Sorry about the long overdue update! I will post pictures once I get some of the wires cleaned up but here's some of the components I either added or updated:

*Inhabitants*

Moved out the shrimp for a crowntail betta.

*LCD Touch Screen*

Ditched the nearly 40 individual wires I was using to connect the LCD to the Arduino in favor of the shield, which fixed all my glitches and even the SD slot started working. This allowed me to upload high resolution images for backgrounds without the need to render individual icons, saving tons of memory on the arduino, and improving overall flow of program. The background is currently a picture of the Betta, with 4 icons. A droplet (water change pumps), a light (lights obviously), a thermometer (temperatures), and a picture of the filter (for the flow sensor). Each icon opens a sub-menu with various controls and data output.

*External U-Vessel*

Because the system requires a temperature sensor, heater, two airline tubes, a water sensor, and the two filter hoses, I wanted to keep the equipment out of the tank, since it is only a 5 gallon after all. So I designed a U-tube made from PVC that is mounted behind the tank. I have a siphon pulled from the tank into this U-tube so it is constantly being filled if the water levels aren't the same. Then I place the heater, sensors, and hoses into the other side of the U-tube. At the bottom of the tube I have substrate that not only acts as a filter as the water passes over it, but also prevents foreign matter from entering the filter inlet tube, where it could damage the flow sensor impeller. So the inlet hose to the filter is sucking water out of the external u-vessel, where it then passes through the inline flow sensor, into the filter (zoomed 501) and then back into the aquarium. 

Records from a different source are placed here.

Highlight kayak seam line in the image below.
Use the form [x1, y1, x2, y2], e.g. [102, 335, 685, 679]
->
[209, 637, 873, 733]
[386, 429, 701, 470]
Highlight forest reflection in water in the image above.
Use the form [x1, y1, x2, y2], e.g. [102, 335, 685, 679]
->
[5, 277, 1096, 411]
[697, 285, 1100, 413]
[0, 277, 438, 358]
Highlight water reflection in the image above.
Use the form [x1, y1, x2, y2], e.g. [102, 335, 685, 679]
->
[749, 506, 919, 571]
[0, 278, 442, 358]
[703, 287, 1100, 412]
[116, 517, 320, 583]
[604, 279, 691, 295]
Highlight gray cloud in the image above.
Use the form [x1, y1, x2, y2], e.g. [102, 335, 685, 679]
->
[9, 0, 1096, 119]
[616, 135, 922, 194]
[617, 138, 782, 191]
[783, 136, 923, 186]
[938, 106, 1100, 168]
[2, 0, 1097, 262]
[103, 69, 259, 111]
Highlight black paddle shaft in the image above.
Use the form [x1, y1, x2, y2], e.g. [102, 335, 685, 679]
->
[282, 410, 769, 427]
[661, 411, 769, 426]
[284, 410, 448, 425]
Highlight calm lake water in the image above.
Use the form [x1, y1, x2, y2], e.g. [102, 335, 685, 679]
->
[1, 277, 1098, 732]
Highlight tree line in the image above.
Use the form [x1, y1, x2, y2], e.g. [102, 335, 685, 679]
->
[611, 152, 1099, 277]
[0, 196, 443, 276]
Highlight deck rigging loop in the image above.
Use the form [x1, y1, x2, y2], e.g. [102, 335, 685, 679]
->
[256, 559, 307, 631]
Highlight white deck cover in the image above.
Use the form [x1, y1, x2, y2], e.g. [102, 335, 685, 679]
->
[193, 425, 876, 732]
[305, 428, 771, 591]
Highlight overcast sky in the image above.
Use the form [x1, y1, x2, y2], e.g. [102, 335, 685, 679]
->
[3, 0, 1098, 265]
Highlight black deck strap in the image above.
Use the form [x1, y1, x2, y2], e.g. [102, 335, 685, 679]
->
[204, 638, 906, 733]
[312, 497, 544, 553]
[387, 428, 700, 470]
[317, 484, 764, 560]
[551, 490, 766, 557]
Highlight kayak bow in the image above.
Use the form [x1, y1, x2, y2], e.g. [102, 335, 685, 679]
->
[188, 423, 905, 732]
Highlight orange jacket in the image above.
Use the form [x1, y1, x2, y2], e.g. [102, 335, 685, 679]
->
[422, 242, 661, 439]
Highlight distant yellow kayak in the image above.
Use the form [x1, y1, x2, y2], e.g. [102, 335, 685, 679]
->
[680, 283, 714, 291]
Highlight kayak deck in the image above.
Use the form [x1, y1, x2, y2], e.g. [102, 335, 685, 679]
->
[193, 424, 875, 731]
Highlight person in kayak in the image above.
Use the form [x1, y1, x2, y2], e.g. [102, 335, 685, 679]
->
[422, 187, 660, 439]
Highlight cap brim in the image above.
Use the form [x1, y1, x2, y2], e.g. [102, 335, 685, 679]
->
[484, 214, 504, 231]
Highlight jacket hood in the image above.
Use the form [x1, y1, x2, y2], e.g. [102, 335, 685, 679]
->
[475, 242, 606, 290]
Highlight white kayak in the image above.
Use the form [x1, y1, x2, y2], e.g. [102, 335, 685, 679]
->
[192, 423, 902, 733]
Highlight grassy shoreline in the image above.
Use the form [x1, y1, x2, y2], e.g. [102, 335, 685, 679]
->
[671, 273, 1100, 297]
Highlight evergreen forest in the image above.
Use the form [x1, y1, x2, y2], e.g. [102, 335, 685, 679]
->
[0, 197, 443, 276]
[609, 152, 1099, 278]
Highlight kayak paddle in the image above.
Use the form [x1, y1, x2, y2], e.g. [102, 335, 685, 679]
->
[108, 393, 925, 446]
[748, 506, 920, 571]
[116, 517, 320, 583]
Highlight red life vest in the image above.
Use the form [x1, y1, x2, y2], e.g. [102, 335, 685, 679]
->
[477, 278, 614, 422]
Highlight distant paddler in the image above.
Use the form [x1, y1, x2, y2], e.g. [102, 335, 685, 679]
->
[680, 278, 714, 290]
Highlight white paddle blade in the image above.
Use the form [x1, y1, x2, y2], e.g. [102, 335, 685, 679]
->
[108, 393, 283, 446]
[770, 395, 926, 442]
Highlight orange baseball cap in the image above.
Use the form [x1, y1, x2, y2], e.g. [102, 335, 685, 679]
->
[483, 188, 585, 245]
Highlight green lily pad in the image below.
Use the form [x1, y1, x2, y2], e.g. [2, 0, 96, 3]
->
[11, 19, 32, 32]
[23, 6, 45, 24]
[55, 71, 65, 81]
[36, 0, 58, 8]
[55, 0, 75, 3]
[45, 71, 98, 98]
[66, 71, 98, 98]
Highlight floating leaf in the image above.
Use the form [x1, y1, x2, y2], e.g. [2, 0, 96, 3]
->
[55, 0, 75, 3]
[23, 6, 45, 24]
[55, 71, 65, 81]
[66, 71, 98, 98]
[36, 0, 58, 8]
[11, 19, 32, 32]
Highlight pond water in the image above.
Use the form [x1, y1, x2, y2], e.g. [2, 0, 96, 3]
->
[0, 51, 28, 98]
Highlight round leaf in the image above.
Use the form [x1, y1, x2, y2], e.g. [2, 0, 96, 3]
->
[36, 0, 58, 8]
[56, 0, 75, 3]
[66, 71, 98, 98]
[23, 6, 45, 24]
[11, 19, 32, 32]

The PVC tube is 1.25" (if I remember correctly), and gets a pretty good flow going through it with the filter running, causing all filtered water to pass over temp sensors, water sensors, the heater, and water change pump hoses. This results in a very well mixed system.

The current problem I'm experiencing is the siphon flow rate isn't enough to keep up with the filter flow rate, and as a result I am experiencing about 1-2 inches of draw-down in the u-vessel relative to the tank water level. To remedy this I plan to increase the siphon tube diameter.


*Temp Sensors*

There are currently 2 temp sensors, one in the Arduino and circuitry drawer, and one in the external u-vessel. I also plan to add a third to the LED array heatsink (but really just for fun, because it never gets hot). In the temp sub-menu I can change between Celsius and Fahrenheit, and there is a status light that turns green if:

78 F < Tank Water Temp < 82 F

Circuit Enclosure Temp < 110 F

and red for anything out of those ranges. 

*Water Sensors*

I purchased 3 water level sensors. One is for the u-vessel (which once I get the larger siphon tube, will be on the same water level as the tank), and I will use this sensor for maintaining adequate water levels, sending commands to the pumps if necessary.


*Pumps/Storage Containers*

I purchased 2 peristaltic pumps and two 1-gallon containers. One container/pump is fresh water with dechlorinator and fertilizers such as trace minerals and excel. The other container/pump is for waste water, and routinely removes water from the tank. The pump tube-to-aquarium interface is at the u-vessel, where the tubes are routed into the water. The pump tube-to-container interface consists of a hole drilled in the container lid, with a rubber grommet installed. The pump hose fits snug enough that it pulls a vacuum on the container. To remedy this I installed two simple air locks you might find while home-brewing. This prevents a vacuum from being pulled in the container, while still keeping it generally sealed off to the atmosphere.

The submenu for the pumps currently consists of a slider to control volume to add/remove and a "fill" button, which when pressed will both add fresh water and remove old water to the amount specified by the slider. I intend to have manual controls available, but to have this system automated based on a feedback control system from the water level sensors.

*Flow Meter*

The flow meter is installed inline with the hoses to the zoomed 501 filter. I measured the flow rate with a very dirty filter when I overhauled the system. I then thoroughly cleaned the filter, and measured the flow rate. Using a very rough linear approximation I was then able to generate a filter performance equation, allowing me to output the health status of the filter based on the flow rate. The submenu for the flow rate allows me to change between liters per hour and gallons per hour. I intend on collecting a bunch of data over the next few months in order to generate a much more accurate filter performance approximation.


*Auto Feeder*

I purchased a high torque electric motor and designed a conventional autofeeder using an archimedes screw and a hopper, similar to how your freezer might get ice to the dispenser. I modeled this autofeeder in autocad and I am now waiting for permission from my university to print it. 



*Lights/Clock Module/Misc Components*

Haven't changed the light or real time clock module at all. 

Bought 8 relays, two of which are currently being used to control the peristaltic pumps. I plan to wire other relays to the heater and filter, granting me the ability to turn those on and off, although that will be the extent of my control of these components.

I bought an ethernet module for the arduino as well, which I'll use to broadcast data to a website I can view anywhere with an internet connection. It will be a SCADA type interface, allowing both inputs and outputs.


----------